IDA Hollywood is about half a block east of the intersection of Highland Ave and Hollywood Bl, on the north side of Hollywood Bl.
You can't easily spot the studio from the street, as IDA is on the building's second floor. The gray metal recessed street-level door is easy to miss. However, above the entrance is a small red-and-white IDA awning, between awnings for neighboring businesses on either side. (See a picture of it in the "Finding the Studio" photo gallery in the sidebar of this profile.)
A large folding IDA Hollywood sandwich-board sign usually sits on the sidewalk in front of the studio door. It's colorful and pretty easy to spot. (See the "Finding the Studio" gallery.) Recently, however, the sandwich board is being kept inside the studio's hallway.
You can look out for some landmarks on the building and sidewalk:
The studio door will usually be locked. To enter the studio, press the button on the wall to the left of the door. Staff will unlock the door for you remotely, from upstairs. When you hear a loud buzzing sound, pull open the door.
The narrow hallway has colorful murals spray-painted on the walls. At the end of the hall, turn and walk up one flight of metal stairs. The door to IDA is at the first landing.
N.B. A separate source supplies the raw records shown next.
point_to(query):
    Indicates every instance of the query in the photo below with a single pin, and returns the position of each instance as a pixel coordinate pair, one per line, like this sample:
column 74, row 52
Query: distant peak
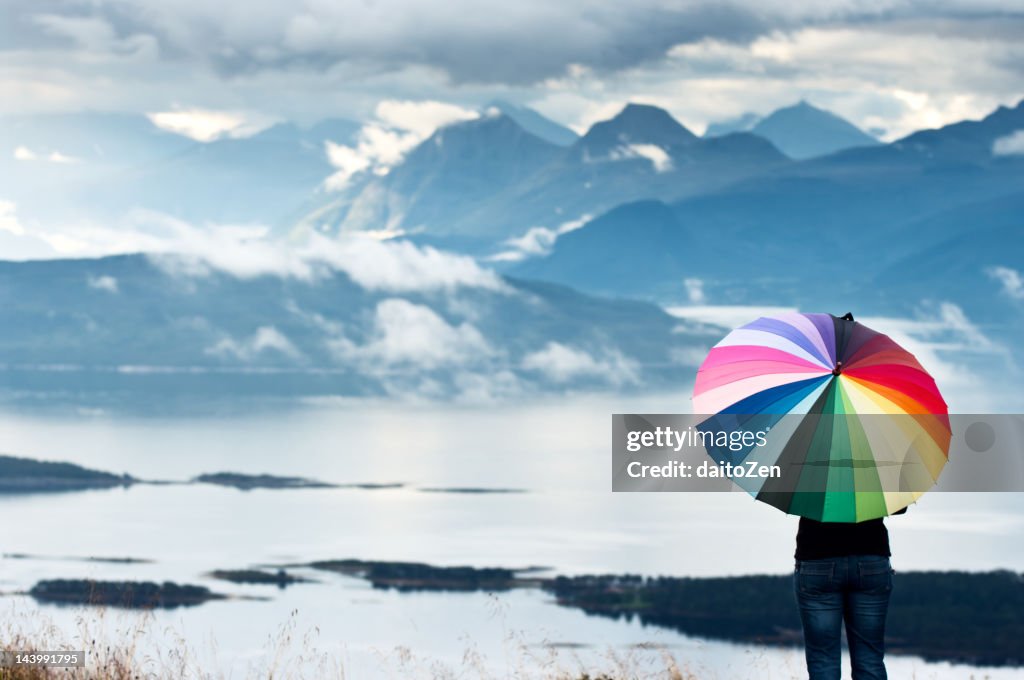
column 643, row 112
column 639, row 123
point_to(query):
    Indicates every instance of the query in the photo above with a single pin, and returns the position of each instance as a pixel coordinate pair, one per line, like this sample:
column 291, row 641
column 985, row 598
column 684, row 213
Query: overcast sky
column 894, row 65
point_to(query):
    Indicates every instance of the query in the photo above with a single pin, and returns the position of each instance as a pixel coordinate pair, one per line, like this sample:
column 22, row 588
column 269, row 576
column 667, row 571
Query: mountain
column 742, row 123
column 804, row 131
column 451, row 173
column 819, row 230
column 498, row 185
column 800, row 131
column 636, row 124
column 121, row 328
column 535, row 123
column 632, row 250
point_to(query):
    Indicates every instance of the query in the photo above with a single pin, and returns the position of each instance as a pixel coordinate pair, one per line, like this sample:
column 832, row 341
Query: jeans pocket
column 876, row 576
column 815, row 576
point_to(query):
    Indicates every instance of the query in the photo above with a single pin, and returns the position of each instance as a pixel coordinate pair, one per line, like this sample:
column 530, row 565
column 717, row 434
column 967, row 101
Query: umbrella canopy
column 857, row 427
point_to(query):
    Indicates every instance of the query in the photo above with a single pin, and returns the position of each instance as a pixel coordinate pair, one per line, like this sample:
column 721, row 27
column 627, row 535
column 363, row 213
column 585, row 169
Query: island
column 470, row 490
column 940, row 615
column 250, row 481
column 25, row 475
column 409, row 577
column 281, row 578
column 125, row 594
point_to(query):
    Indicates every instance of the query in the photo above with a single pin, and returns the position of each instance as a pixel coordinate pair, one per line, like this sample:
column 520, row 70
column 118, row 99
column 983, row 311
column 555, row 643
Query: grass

Parking is available in the large Hollywood & Highland Center parking structure, about a block west of the studio. Enter the structure from the middle of the block of Highland Ave between Hollywood Bl and Franklin Ave and take a ticket at the gate. Be sure to keep your ticket! If you lose your ticket, you will be charged the daily maximum parking fee of $10.00.
As of August 2011, parking now costs $2 for the first 2 hours with validation from IDA and $1 for each additional 15 minutes. After three hours, the daily maximum fee of $10 applies.
Parking validation arrangements have been in flux during summer 2011, so we recommend checking with the studio to verify the current situation and where to get your ticket validated.
We highly recommend leaving the H&H parking structure via the Highland Ave exit.
There are two exits from the H&H parking structure, to Highland Ave and Orange Dr. Partial closures of Hollywood Bl in front of the H&H Center for special events are frequent, and can cause extreme traffic slowage on Orange Dr not only on the block where cars exit the structure, but all the way down Orange Dr from Hollywood Bl to Sunset Bl.
If you wish to travel west, be sure to turn south onto Highland Ave (toward Hollywood Bl) when departing the H&H parking structure.
Franklin Ave, half a block north of the H&H Highland Ave exit, is the only major cross street on Highland Ave north of the H&H Center. However, you can't turn left (west) from northbound Highland Ave onto westbound Franklin Ave. And once you cross Franklin Ave, you're being funneled straight toward a freeway entrance. You can still avoid entering the freeway, but you won't be able to head west without turning around, and that won't be easy to do.
If you want to go west but accidentally turn north onto Highland Ave as you depart the H&H structure, to extricate yourself, get in the right-hand lane ASAP and turn east (right) onto Franklin Ave. Now you can turn south (right again) and head away from the freeway entrance. When you get back to, or south of, Hollywood Bl, you will again be free to turn west.
Metered street parking in the busy tourist district surrounding the studio is very expensive, averaging $2 per hour. Check signs closely for meter hours of operation and other regulations. Meters range from $1/hr farther from Hollywood Bl to $3/hr for prime parking.
If you attempt to street park in a nearby residential area, check street signs carefully. Many of the streets in this area belong to permit parking districts. Cars without valid permits may not be parked there at any time, and will be ticketed.
IDA Hollywood is extremely convenient to reach by subway! It's about a block east of the L.A. Metro Red Line's Hollywood and Highland stop. (See System Maps and Line Maps tabs on the linked page.)
IDA Hollywood has plenty of L.A. Metro bus service. Busses stop at the Hollywood and Highland subway stop, across the street from the studio, as well as on other nearby blocks. (See Timetables tab on the linked page.)